The Democratic Party today is like a canoe with two people in it, one paddling one way and the other paddling in the opposite direction.
It should be no surprise then that the canoe is barely moving.
The profound shock for Democrats on November 5, 2024 — with the decisive rout of their Harris-Walz ticket, loss of control of the U.S. Senate, defeat again in the U.S. House, and further losses in many statewide races, has lingered well into 2025.
The Democrats’ previously ascendant progressive radical wing has somehow interpreted the 2024 election as an error of not going left far enough, a bizarre and ludicrous political interpretation, but not entirely unexpected considering how much power the left thought they had accumulated during the Biden interregnum of 2021-24.
The Democrats’ disarray has not only been aggravated by the trauma of unexpected defeat, but also by a historically massive disruption of the executive branch and its many large bureaucratic components through which the left had infiltrated and corrupted the bloated and immobile administration of so much of the federal government.

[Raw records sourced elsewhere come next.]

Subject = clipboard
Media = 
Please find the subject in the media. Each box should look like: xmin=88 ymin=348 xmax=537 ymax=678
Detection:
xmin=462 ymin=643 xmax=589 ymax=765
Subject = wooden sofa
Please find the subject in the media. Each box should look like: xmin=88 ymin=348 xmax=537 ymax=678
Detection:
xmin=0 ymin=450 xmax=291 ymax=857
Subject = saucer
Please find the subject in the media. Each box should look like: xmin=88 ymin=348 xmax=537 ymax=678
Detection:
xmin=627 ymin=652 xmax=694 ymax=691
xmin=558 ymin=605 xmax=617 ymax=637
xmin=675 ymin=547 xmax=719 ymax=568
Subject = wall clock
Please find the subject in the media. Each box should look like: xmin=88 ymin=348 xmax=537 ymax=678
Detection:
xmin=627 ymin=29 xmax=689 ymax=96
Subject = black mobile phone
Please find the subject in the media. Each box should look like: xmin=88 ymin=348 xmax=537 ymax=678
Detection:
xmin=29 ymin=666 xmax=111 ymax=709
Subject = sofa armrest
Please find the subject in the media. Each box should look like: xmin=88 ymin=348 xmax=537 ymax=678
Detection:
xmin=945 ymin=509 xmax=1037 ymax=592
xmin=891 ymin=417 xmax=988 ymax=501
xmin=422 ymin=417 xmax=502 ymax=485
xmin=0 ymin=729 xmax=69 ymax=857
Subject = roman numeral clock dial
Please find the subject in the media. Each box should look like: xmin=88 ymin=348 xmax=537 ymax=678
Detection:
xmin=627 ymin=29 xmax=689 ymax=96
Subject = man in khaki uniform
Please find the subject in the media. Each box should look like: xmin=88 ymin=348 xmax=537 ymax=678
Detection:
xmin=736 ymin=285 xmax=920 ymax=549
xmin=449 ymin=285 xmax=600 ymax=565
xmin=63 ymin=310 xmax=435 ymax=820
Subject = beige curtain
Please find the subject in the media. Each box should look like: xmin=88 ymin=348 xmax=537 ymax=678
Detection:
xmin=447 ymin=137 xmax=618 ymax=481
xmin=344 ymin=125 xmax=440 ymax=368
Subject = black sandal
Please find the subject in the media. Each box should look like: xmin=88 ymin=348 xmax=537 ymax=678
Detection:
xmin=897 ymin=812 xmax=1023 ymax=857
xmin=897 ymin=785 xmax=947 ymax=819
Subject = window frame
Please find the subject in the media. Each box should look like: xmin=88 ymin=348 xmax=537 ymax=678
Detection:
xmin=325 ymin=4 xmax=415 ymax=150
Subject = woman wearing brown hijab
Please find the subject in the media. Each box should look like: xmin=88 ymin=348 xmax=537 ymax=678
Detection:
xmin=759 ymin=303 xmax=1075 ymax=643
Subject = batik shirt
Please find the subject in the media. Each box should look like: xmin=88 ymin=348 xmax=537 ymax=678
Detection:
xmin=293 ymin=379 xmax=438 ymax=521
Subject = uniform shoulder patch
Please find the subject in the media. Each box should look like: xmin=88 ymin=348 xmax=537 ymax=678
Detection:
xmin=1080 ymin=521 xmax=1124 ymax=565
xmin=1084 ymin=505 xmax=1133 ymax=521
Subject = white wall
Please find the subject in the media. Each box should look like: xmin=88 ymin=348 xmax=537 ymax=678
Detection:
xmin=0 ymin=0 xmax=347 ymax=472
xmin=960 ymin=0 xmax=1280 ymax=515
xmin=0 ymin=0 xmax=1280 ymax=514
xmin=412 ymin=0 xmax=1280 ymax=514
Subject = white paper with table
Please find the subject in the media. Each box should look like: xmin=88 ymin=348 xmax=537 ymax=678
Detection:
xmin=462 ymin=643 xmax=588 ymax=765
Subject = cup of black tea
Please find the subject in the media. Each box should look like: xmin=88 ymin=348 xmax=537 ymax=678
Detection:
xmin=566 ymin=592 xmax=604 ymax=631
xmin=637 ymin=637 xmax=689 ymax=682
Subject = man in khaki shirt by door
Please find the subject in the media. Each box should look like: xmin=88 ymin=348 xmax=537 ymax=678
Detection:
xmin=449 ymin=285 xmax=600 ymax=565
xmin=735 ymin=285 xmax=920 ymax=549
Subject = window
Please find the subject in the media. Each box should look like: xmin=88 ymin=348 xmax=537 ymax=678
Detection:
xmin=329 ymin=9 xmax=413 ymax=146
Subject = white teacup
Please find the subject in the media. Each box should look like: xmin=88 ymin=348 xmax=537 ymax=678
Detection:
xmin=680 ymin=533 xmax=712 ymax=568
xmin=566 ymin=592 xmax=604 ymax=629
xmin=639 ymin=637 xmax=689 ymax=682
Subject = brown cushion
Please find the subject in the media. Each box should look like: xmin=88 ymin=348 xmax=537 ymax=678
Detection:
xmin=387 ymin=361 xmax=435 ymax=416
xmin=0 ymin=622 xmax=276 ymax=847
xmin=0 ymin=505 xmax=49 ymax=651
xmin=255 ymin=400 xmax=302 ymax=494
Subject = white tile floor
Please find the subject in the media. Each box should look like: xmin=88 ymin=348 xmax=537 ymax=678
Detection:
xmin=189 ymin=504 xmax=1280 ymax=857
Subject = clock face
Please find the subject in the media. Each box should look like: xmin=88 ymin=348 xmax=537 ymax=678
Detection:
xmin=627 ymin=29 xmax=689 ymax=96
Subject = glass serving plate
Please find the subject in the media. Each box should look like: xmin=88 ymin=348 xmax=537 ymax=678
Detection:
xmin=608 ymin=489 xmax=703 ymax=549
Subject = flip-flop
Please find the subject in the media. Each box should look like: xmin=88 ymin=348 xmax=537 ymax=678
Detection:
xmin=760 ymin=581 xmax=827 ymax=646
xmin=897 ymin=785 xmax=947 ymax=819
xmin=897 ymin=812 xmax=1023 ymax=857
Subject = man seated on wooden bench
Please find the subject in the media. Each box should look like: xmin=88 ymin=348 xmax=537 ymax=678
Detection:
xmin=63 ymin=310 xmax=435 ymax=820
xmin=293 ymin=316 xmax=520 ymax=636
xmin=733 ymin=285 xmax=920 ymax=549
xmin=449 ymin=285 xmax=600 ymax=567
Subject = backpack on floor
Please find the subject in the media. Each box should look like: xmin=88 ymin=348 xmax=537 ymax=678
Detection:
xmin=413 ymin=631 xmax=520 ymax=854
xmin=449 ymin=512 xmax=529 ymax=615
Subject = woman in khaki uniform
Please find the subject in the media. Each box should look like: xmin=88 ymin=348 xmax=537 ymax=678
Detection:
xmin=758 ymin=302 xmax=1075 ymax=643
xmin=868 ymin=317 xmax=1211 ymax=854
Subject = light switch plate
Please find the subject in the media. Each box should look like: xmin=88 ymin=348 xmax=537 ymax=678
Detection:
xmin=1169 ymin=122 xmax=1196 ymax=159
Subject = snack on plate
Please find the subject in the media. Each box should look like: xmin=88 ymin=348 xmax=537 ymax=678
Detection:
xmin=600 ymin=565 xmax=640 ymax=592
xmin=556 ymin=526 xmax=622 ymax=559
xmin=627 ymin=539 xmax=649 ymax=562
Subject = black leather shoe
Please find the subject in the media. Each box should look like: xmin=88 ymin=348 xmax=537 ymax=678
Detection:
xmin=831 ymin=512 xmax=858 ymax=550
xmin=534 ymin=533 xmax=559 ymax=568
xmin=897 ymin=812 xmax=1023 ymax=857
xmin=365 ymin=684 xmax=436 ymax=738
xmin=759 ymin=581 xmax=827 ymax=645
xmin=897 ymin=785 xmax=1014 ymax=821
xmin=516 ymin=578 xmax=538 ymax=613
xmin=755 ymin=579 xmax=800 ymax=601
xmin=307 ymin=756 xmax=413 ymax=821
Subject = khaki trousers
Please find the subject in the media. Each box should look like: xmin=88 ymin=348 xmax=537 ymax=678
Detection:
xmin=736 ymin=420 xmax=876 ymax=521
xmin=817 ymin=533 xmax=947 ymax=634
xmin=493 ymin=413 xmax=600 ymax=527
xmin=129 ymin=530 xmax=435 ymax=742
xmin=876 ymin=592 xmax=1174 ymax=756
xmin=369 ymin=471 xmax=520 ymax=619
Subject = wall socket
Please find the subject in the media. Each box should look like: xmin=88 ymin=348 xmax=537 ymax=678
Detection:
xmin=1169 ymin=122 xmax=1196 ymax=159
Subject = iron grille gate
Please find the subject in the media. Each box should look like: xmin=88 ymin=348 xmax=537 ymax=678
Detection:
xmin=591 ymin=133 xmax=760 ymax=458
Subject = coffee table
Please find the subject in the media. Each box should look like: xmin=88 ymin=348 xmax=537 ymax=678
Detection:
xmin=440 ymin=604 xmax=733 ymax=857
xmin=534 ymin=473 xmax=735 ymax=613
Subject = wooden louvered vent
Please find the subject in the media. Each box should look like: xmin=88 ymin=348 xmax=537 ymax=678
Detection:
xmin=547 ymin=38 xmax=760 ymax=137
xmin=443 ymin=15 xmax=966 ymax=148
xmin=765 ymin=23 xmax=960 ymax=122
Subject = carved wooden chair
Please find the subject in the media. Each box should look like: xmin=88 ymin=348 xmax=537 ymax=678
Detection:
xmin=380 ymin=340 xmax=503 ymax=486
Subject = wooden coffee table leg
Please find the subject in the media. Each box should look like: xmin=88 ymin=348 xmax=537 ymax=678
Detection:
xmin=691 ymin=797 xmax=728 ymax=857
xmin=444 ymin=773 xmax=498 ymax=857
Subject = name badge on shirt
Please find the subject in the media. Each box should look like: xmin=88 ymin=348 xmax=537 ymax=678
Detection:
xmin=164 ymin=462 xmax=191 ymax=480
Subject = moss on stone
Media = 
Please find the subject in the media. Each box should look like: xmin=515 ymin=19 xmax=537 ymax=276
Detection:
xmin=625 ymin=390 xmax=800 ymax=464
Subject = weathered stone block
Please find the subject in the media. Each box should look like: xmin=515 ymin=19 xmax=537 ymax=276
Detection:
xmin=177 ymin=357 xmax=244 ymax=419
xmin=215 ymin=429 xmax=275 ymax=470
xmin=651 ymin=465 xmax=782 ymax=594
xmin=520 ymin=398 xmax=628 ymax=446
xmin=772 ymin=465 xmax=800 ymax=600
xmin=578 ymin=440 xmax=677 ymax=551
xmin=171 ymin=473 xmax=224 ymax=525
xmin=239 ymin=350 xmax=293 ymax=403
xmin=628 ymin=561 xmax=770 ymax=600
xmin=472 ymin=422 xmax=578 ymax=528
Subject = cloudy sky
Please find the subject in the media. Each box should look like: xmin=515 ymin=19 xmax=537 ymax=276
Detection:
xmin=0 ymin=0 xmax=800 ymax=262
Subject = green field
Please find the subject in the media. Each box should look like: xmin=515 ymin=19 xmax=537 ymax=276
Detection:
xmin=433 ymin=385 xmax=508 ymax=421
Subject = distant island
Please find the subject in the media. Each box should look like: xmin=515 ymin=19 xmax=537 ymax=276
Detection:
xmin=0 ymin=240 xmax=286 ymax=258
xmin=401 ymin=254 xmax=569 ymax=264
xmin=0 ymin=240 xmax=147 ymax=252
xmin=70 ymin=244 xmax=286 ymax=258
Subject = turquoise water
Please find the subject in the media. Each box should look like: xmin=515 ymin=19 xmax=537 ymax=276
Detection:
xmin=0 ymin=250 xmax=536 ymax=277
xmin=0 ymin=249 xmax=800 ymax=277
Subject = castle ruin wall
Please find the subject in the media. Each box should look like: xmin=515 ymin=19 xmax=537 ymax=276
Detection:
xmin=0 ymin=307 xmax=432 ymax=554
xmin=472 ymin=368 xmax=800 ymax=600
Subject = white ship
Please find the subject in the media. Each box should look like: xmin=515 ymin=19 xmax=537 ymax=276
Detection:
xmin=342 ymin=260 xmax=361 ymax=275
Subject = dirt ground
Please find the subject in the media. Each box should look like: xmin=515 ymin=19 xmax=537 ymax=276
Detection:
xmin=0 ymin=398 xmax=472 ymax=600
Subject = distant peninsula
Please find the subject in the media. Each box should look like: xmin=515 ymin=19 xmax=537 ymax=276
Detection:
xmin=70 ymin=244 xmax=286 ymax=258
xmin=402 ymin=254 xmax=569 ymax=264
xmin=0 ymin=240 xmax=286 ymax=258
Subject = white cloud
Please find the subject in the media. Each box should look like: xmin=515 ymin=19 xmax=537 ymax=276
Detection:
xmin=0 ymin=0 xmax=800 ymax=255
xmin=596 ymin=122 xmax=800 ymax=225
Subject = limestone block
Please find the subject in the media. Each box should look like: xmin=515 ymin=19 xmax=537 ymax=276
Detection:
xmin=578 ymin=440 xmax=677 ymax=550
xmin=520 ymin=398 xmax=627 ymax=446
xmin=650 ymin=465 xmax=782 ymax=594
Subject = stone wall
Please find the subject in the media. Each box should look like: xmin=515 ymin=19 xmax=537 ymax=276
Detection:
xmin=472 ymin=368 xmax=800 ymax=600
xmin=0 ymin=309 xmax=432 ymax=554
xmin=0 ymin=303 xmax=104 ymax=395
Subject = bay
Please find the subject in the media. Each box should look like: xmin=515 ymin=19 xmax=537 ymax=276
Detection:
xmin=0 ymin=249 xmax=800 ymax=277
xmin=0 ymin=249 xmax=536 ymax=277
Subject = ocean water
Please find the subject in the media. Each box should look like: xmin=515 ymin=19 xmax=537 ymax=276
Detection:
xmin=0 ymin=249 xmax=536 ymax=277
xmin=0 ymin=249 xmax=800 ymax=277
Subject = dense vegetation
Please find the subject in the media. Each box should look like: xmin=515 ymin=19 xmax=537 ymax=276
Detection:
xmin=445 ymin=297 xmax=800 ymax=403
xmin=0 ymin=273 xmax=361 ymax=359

Duped by a corrupted establishment media, woke slogans, manipulative code words, and incessant peer-prompted waves of political propaganda, the majority of Democrats have been left numb and angry at the electoral turn of events.
Meanwhile, the GOP 2024 victors went immediately to the task of undoing Biden-Harris actions and finishing the transformation and reduction of the federal establishment begun in 2017. Much of this has been undertaken by the newly created Department of Government Efficiency (DOGE) and its head, Elon Musk, but each cabinet secretary is also promulgating reforms.
Using federal district judges, most of whom were appointed by Presidents Obama and Biden, Democrats have tried to block as many of Trump’s executive orders as possible. Their political error was not in being in opposition, but in trying to defend extremely unpopular issues addressed in many Trump orders.
The curious case of Democratic Governor Gavin Newsom illustrates the party’s current predicament. Although he has been responsible for some of the most destructive failures of woke and radical policy as governor of California, his future presidential ambitions have apparently provoked him to realize how out of touch his party has become, and how unwilling most of its leaders have been to try to understand the policy and political mistakes they have made that led to their 2024 defeat. For this belated political wake-up, Newsom is being attacked as a party traitor.
Similarly, long-time party strategists such as James Carville, as well as veteran Democratic pollsters, some of whom sounded an alarm before last November, are criticized or ignored when they now express realistic assessments of how the Biden administration and radical Democratic leaders went wrong and ignored voters’ concerns leading up to the 2024 election.
The consequence of this chaos and dissension within the Democratic Party is that it is unable to express a coherent or effective critique of the massive and intentionally disruptive policy changes now set into motion by President Trump and his administration.
Because the sudden changes do require some short-term costs, uncertainties, and hardships to realize long-term goals, this is the critical period when an opposition might be most effective. Once the reduction of unnecessary or improper expenditures and wasteful government bureaucratic jobs and institutions is completed, the huge economic benefits from this effort can be realized — and political criticism will obviously fail.
The radical progressive Democrats advocate further centralizing public policies in Washington, D.C., and expanding the federal bureaucracy. They also intend to enlarge arbitrary regulatory control over business and the education and health industries — and to increase punitive taxation on every aspect of private and public commerce.
The liberal progressive wing of the Democratic Party is now coming to understand that this direction of more centralized government, more federal regulations, and higher taxes has significantly diminished voter support. But its leaders have so far failed to offer an alternative liberal program.
While the Democrat canoe thus remains stuck at the political pier, the Republican motorboat, fueled by DOGE and other overdue reforms, is well underway on its journey to 2026, 2028, and beyond.
Polls that show New York Congresswoman Alexandria Ocasio-Cortez (AOC) ahead for the Democrat presidential nomination in 2028 are not only woefully premature, they also display the impression that Democrats are seriously divided as well as unaware of the concerns of most American voters. Elderly radical voices such as Bernie Sanders and Elizabeth Warren only reinforce this self-delusion and drown out any efforts from a new and younger generation of party candidates and leaders who are more pragmatic.
The spectacle of the sudden decline in support for Senate Minority Leader Chuck Schumer puts this dilemma on full display. Although Republicans and conservatives consider Schumer a relentlessly hostile partisan, he has been, most of the time, a successfully pragmatic opponent. When he failed, however, to oppose a recent GOP budget plan — for realistic reasons — he was quickly and loudly attacked by voices in his own party, and his popularity in heavily Democratic New York state has nose-dived, putting his personal re-election next year in doubt. (Some say AOC would now defeat him in a Democratic primary.)
With the noisy radical left wing dominating the discussion, how are potentially popular figures such as Pennsylvania Governor Josh Shapiro, Kentucky Governor Andy Beshear, or former Commerce Secretary Gina Raimondo going to emerge in time for the next presidential election?
Stuck in a political canoe that goes nowhere makes the prospects for Democrats now seem dimmer than ever.
Barry Casselman is a writer for AMAC Newsline.